There have been other obstacles to moving the field of modeling science forward, especially when modeling and politics have collided. For instance, when the USPSTF issued revised breast cancer screening recommendations in November 2009, the final week of debates on the Patient Protection and Affordable Care Act, there was enormous public, political, and scientific push-back about changes in language about the age of screening initiation.41,42 The CISNET models were even used by some in the radiology community to draw erroneous conclusions about the data.43,44
Several other factors are likely to contribute to continued resistance to using models in decision making in the United States, including preferences for only using clinical trial evidence, a relative lack of historical modeling standards, and perceptions of models being “black boxes.” There is also variability in transparency based on the model funding source that needs to be considered by end-users of the models.
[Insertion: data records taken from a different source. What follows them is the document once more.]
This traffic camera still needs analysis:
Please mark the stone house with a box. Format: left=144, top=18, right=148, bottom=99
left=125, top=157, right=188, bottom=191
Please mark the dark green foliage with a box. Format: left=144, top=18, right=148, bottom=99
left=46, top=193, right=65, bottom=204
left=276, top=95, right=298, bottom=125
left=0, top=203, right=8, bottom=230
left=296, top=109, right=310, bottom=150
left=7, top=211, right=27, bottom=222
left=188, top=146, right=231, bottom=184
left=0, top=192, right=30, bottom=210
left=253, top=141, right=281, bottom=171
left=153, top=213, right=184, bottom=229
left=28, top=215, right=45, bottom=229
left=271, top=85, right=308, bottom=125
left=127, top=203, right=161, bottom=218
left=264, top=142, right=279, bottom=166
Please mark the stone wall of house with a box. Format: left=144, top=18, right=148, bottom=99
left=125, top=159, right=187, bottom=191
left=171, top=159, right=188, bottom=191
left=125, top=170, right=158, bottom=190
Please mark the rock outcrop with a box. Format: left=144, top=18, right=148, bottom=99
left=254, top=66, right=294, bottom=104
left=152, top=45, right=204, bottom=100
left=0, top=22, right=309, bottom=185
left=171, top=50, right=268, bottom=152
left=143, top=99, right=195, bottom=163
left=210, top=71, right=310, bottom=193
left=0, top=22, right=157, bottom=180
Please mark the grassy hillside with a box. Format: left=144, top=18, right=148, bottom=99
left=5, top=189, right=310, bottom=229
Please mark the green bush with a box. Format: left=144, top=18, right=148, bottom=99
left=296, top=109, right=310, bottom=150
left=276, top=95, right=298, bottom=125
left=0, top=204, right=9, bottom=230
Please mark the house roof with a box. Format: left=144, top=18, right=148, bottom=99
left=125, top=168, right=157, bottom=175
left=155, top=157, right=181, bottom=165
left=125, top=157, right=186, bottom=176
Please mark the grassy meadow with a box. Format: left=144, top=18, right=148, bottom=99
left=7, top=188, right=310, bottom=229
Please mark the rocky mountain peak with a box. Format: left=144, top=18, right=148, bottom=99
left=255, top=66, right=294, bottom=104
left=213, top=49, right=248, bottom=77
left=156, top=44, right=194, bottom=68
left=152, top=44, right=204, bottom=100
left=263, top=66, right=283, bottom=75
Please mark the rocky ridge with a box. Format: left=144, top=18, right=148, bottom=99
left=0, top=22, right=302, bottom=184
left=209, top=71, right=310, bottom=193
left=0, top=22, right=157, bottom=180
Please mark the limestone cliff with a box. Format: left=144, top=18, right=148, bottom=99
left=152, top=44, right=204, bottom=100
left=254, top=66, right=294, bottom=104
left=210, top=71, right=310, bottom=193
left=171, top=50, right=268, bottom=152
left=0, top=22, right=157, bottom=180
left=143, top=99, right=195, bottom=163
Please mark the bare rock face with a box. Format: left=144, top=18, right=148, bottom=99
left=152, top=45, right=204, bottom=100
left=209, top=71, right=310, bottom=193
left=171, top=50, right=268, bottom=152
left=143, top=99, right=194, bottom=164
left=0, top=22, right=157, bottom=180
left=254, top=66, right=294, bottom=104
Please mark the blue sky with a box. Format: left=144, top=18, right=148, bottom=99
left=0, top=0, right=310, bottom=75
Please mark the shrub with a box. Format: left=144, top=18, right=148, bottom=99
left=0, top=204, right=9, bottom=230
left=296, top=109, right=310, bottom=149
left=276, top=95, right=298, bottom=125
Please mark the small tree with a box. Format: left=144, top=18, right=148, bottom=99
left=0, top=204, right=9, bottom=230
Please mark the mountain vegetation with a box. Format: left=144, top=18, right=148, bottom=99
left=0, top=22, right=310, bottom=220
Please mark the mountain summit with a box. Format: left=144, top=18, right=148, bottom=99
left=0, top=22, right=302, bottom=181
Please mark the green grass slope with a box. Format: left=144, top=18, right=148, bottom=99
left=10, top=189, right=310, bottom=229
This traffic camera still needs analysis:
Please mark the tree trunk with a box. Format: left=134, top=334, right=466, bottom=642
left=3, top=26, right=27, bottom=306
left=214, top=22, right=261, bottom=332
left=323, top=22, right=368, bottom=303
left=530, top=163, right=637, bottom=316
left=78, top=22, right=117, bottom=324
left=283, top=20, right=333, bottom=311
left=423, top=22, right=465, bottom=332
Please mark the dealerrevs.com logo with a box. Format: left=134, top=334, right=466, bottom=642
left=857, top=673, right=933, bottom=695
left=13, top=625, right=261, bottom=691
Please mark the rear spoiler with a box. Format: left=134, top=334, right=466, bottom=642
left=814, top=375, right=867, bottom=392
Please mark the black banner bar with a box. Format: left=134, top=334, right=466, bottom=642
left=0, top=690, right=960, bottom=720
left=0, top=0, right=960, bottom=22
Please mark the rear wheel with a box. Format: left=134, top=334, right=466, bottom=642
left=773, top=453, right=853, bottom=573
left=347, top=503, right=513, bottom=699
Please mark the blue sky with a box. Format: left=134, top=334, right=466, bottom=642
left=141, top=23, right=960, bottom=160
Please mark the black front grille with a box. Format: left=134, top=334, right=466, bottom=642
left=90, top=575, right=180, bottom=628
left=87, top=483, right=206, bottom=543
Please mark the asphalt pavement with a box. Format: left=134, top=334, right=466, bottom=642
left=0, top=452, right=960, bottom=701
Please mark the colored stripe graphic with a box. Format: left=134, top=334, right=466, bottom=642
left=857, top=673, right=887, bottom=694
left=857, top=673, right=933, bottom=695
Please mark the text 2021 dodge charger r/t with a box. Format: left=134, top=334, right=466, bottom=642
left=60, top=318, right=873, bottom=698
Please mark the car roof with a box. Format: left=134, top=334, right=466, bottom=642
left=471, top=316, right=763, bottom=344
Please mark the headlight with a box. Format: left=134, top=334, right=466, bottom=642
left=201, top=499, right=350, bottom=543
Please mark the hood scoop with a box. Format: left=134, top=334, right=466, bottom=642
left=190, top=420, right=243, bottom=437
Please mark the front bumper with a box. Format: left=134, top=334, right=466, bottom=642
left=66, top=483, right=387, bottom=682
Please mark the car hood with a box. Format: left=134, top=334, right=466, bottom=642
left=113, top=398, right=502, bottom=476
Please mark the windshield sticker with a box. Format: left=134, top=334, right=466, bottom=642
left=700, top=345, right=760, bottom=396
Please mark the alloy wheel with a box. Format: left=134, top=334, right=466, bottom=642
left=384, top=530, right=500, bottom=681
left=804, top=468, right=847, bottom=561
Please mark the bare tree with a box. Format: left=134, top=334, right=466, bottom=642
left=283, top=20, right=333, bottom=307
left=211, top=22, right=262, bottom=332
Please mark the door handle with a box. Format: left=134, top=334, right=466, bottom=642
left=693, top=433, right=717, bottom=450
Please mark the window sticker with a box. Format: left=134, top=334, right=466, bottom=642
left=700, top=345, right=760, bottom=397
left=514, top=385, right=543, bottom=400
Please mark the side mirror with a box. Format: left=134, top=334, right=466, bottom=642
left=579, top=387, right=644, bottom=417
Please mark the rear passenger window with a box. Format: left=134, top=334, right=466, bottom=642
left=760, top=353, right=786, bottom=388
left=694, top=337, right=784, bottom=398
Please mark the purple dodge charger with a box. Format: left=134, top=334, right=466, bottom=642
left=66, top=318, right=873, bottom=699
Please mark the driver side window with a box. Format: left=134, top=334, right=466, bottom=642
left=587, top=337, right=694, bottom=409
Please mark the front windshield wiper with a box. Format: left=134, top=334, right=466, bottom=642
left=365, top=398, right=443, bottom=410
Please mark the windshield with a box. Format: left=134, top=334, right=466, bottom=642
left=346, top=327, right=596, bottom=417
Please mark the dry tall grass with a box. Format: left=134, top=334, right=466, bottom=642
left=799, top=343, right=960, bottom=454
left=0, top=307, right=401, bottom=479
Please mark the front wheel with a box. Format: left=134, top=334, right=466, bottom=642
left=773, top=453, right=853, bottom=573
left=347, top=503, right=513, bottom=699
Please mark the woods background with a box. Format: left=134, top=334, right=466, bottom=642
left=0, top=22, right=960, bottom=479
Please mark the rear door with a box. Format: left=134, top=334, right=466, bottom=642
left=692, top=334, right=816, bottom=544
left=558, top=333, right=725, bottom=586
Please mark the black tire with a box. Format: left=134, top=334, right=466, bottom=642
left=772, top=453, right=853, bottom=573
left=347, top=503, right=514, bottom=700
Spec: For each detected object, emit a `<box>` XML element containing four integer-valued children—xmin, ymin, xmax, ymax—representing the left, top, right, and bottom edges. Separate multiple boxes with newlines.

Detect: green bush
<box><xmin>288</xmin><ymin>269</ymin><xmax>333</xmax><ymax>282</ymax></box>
Federal policies mandate data sharing, whereas the privately developed models have strong intellectual property investments that can limit disclosure of their methods.45 Another potential barrier to advancing the use of modeling in US health care decisions is the turbulent political climate, including recent discussions about elimination of agencies and initiatives that support modeling.46
Notwithstanding these considerable challenges, we should not lose sight of our impressive gains. We have come a long way in the evolution of modeling, and it remains a powerful method to quantify the balance of benefits, harms, and costs of candidate medical policies. High-quality models are especially salient now, when there is an urgent need to address spiraling health care costs related to the demographic pressures of an aging population and new technologies disseminating into use ahead of evidence about their impact. This milieu, coupled with the explosion of knowledge about the biological drivers of health, provides the modeling community with exciting new opportunities, including how to simulate multilevel influences on health, the impact of the “genomic revolution” on health outcomes, and linking “under-the-skin” cellular models to population models.47 Past standards have facilitated broader acceptance and use of models. The accompanying standards for best practices in this issue will provide modelers with a roadmap for building even better models and policy makers with formal criteria for selecting models to inform their recommendations. It remains to be seen whether use of these best practices will be practical and, ultimately, whether they will facilitate more widespread use of high-quality models to inform future health care policies.